Law and order dominates. Inevitably for policy makers, they are now drafting laws after realizing Bitcoin and cryptocurrencies are here to stay. Regulators in Japan, South Korea and Thailand were the first to pick up early signals but now, the wave is sweeping across Europe. Overly this is good and could help drive Bitcoin and altcoins from 2018 lows.
Latest Bitcoin News
In a technology that is still trying to find its footing, regulators are stamping their authority. They always do. After all, the only way of riding bad elements from the crypto is adoption of laws that are effective but that not stifling to innovation.
Though some regulators took their time to synthesis the effects of cryptocurrencies and blockchain technology before devising fitting laws, the effect is all the same: governments are now aligning with FSB and Mark Carney previous statements.
At the G20 meeting early this year, Mark Carney the Governor of the Bank of England and chair of the Financial Stability Board (FSB) said cryptocurrencies aren’t a threat to adopting economies. Instead, acceptance like in Malta is a revenue stream. Therefore, it’s inevitable that embracing policies should be tailored to fit the needs of a technology that most economies are bullish on.
In that line therefore, Norway through the country’s main regulator the Financial Supervisory Authority (FSA) is forwarding a directive mandating all virtual currency exchanges and crypto custodians to incorporate anti-money laundering measures in their operations.
But, it should be noted that this rule applies to those that deal with crypto-to-fiat pairs and not crypto-to-crypto pairs. Technically, laws as this pave the way for institutional involvement which in turn shall increase liquidity driving coin prices to new levels.
Bitcoin Price Analysis
From the weekly chart it’s visible that prices are stable and ranging. In the last week, Bitcoin is up roughly two percent but everything else from last week’s Bitcoin price analysis is constant. First, prices are still in range mode and oscillating within week ending Sep 23 near the apex of our trading wedge. Secondly, bulls seem to have an upper hand judging from price action of the last two weeks.
For example, by last week close, bulls did end up with a long lower wick. This signals presence of buyer rejecting bears in lower time frames. Furthermore, subsequent lower lows have been closing higher since the high volume bar of week ending Sep 23.
Nonetheless, even if the optimism is high thanks to a combination of favorable technical alignment and fundamentals, Bitcoin bulls need to close above $7,200. This level is a key resistance level above the main resistance trend line and Sep highs.
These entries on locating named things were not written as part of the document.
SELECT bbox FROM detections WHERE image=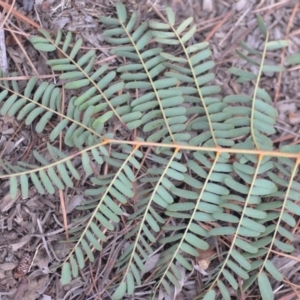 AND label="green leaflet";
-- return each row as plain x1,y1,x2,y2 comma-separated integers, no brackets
0,3,300,300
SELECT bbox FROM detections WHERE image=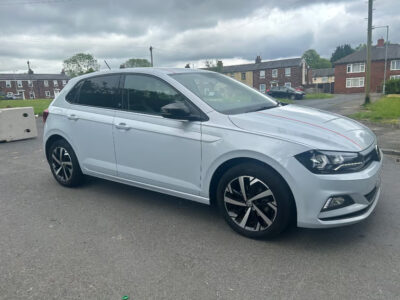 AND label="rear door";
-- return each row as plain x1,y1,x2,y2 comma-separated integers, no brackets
114,74,201,195
67,74,122,176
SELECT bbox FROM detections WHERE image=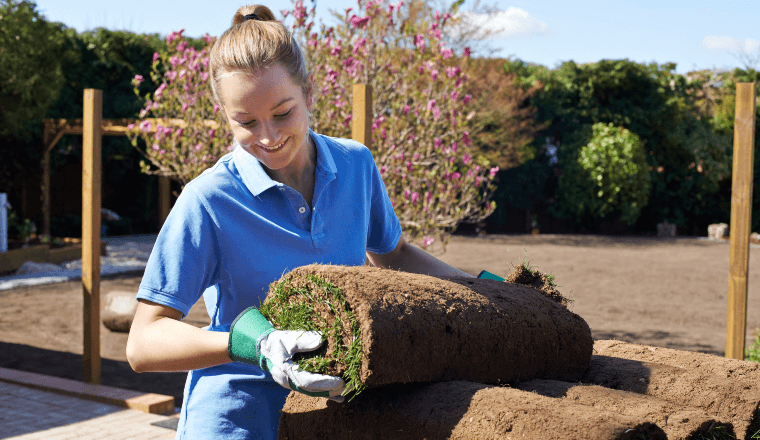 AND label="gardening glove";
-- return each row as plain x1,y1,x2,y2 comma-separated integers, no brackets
478,270,504,281
227,307,346,402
Rallies past this price tag will no doubt ignite the next wave of bulls. As such, we expect Bitcoin to end the year on a high.
Here, it’s clear that buyers are in control. They are printing higher above the main support trend line of the last three months.
Nonetheless, we are neutral expecting prices to rally above $7,200. In the meantime, risk-off traders can begin loading up after yesterday’s bull bar.
There are no clear signals but the shift of sentiment of the last few weeks is supportive of price. Besides, miners are not breaking even.
Despite $BTC bear market, hashpower doubled since May to 57 EH/s – Even with upgrades to existing equipment, implies almost 1GW of new power consumption vs 5.2GW in May ’18. Breakeven now $7300 ($5300 cash BE) vs. $6000 in May – Mining becoming FCF -ive @fundstrat #Crypto pic.twitter.com/pTTWJWlrz0
— Sam Doctor (@fundstratQuant) September 14, 2018
So, a tight stop at $6,400 is safe should sellers step in. Consequently, first targets are at $7,200 and later $8,500.
Disclaimer: This is not investment advice and views represent that of the author. Do your own research before making an investment decision.